Variable Repayment Period
Credit cards are the prime example of variable repayment period loans because the amount you are required to pay monthly changes depending on how much you owe. For example, if you only have a credit card debt of $500 your minimum monthly payment may only be $15. In the next month if you spend $1,500 on your credit card your minimum monthly payment could increase significantly.
This is where many consumers fall into trouble with their finances. If you’re using your credit card to pay for everyday bills and basic needs your monthly payments could quickly get away from you and it may be difficult to stay on top of your finances.
Our Detroit attorneys are here to help you when you need it. We’ve seen hundreds of cases like yours and we’re confident we can assist you in getting your finances back on track before having to file for bankruptcy.
Variable Interest Rate Debt
If your debt has a variable interest rate, this means that over the time of the loan your interest rate may change. A common example of a variable interest rate loan is a credit card. Many creditors will reel consumers in with the promise of 18 months zero interest on their credit cards, but then increase the interest rates way up to the high 20s after that time period.

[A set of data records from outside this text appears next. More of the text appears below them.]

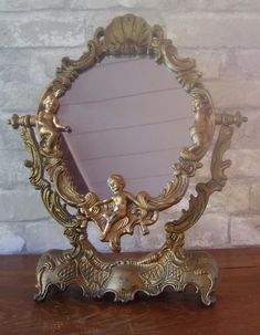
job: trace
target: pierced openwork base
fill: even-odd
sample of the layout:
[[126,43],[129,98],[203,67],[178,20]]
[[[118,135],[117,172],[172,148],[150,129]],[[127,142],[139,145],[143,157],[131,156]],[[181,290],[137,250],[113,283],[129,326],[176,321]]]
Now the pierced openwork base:
[[209,306],[215,302],[212,292],[218,278],[215,260],[205,252],[184,252],[164,248],[142,259],[107,261],[84,242],[75,250],[52,250],[44,253],[37,268],[37,301],[46,297],[52,285],[64,291],[79,285],[84,296],[102,297],[113,292],[114,301],[134,300],[136,292],[157,295],[166,286],[177,292],[191,284]]

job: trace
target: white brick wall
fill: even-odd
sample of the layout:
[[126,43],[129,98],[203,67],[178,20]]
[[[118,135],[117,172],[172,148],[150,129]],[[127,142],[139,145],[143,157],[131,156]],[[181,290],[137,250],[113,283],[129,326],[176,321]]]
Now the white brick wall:
[[[0,253],[69,245],[29,185],[27,153],[6,119],[14,112],[34,113],[62,56],[79,56],[96,27],[126,12],[163,25],[181,55],[197,59],[218,109],[240,109],[249,117],[227,154],[233,161],[227,188],[211,198],[206,214],[187,233],[187,245],[260,244],[258,0],[0,0]],[[204,171],[200,176],[206,177]],[[169,212],[153,227],[150,238],[138,232],[124,238],[125,250],[158,248]]]

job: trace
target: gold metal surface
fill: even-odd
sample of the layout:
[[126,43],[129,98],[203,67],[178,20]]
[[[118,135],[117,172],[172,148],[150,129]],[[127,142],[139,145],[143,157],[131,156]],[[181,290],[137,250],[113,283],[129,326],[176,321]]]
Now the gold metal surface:
[[[173,166],[173,179],[158,197],[146,191],[136,196],[125,190],[122,176],[113,175],[107,182],[113,195],[101,200],[94,192],[82,195],[63,160],[60,139],[62,132],[71,132],[58,118],[59,98],[65,94],[81,72],[95,65],[106,55],[149,55],[165,64],[176,75],[180,85],[193,97],[195,124],[190,128],[193,145],[180,151],[179,161]],[[215,114],[210,94],[200,81],[195,61],[180,59],[171,41],[164,36],[160,27],[150,27],[143,18],[127,14],[115,18],[106,28],[98,28],[89,42],[89,51],[77,60],[62,60],[56,77],[49,85],[40,102],[37,115],[13,115],[10,124],[21,126],[22,139],[31,153],[25,166],[31,169],[31,184],[41,191],[42,200],[51,216],[64,227],[72,249],[50,251],[42,255],[37,268],[37,300],[43,300],[51,285],[65,290],[70,284],[82,287],[83,294],[101,297],[113,292],[115,300],[133,300],[138,291],[149,295],[173,286],[184,291],[188,284],[200,291],[206,305],[217,282],[217,265],[205,253],[185,252],[184,232],[204,213],[214,191],[220,191],[227,181],[223,171],[230,166],[222,160],[229,148],[232,125],[246,119],[240,114]],[[87,223],[93,221],[101,230],[100,239],[110,242],[113,251],[121,251],[121,238],[133,234],[139,226],[143,234],[158,219],[158,213],[179,202],[188,188],[189,178],[201,167],[200,159],[208,151],[216,125],[220,125],[211,159],[211,179],[198,184],[197,196],[190,197],[188,210],[178,220],[166,222],[166,242],[159,251],[138,260],[107,261],[87,240]],[[37,132],[34,132],[34,127]],[[76,214],[70,212],[76,208]]]

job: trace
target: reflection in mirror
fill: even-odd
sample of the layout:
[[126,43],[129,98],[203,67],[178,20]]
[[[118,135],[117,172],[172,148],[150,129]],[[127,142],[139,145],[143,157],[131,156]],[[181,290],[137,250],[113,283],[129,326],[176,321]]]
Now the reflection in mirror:
[[126,189],[158,196],[170,166],[190,146],[191,97],[175,74],[154,60],[105,57],[61,98],[65,142],[89,190],[111,196],[106,179],[125,177]]

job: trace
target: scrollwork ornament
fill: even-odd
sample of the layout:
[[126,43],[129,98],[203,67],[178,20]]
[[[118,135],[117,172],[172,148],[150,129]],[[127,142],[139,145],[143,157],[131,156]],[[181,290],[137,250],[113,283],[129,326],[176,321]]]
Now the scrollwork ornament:
[[[44,206],[64,228],[72,249],[44,253],[37,268],[38,294],[44,300],[50,287],[60,290],[76,284],[86,296],[101,297],[113,292],[115,301],[133,300],[136,292],[159,294],[166,286],[184,291],[188,284],[200,291],[206,305],[215,302],[212,292],[218,278],[215,261],[201,252],[185,252],[184,232],[204,213],[209,197],[220,191],[227,181],[225,169],[230,160],[223,160],[229,148],[233,125],[246,119],[240,114],[217,114],[209,92],[201,83],[196,62],[181,59],[173,42],[164,36],[159,25],[149,25],[143,18],[126,14],[115,18],[107,28],[98,28],[89,50],[79,60],[64,57],[56,77],[45,90],[37,115],[13,115],[10,124],[21,127],[22,140],[31,154],[25,166],[31,170],[30,181],[41,191]],[[173,166],[173,178],[157,197],[146,191],[128,192],[124,178],[112,175],[107,182],[112,190],[108,199],[100,199],[94,192],[81,193],[63,159],[61,134],[71,132],[59,121],[59,98],[66,93],[79,75],[91,69],[106,55],[149,55],[165,64],[193,97],[195,123],[190,128],[193,145],[180,153]],[[160,250],[142,259],[105,260],[87,239],[89,222],[101,230],[100,239],[108,242],[113,251],[121,251],[121,238],[133,234],[136,226],[143,234],[149,233],[159,212],[178,203],[187,191],[189,179],[201,167],[201,159],[212,144],[216,126],[220,126],[211,159],[211,179],[197,185],[197,196],[191,196],[189,208],[179,219],[166,223],[166,242]],[[74,213],[71,213],[71,207]]]

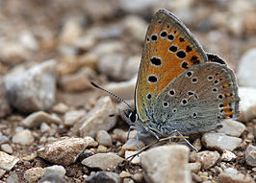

For a consumer trying to manage their credit and finances, variable interest rates could prove to be problematic as the variation in interest rate could dramatically affect the cost of their minimum monthly payments.
Fixed Interest Rate Debt
Fixed interest rates mean the interest rate of your loan does not change throughout the life of the loan. Some examples of fixed-rate interest loans are mortgage loans, car loans, and banking loans. Often, your credit score can determine if a fixed or variable interest rate is available to you.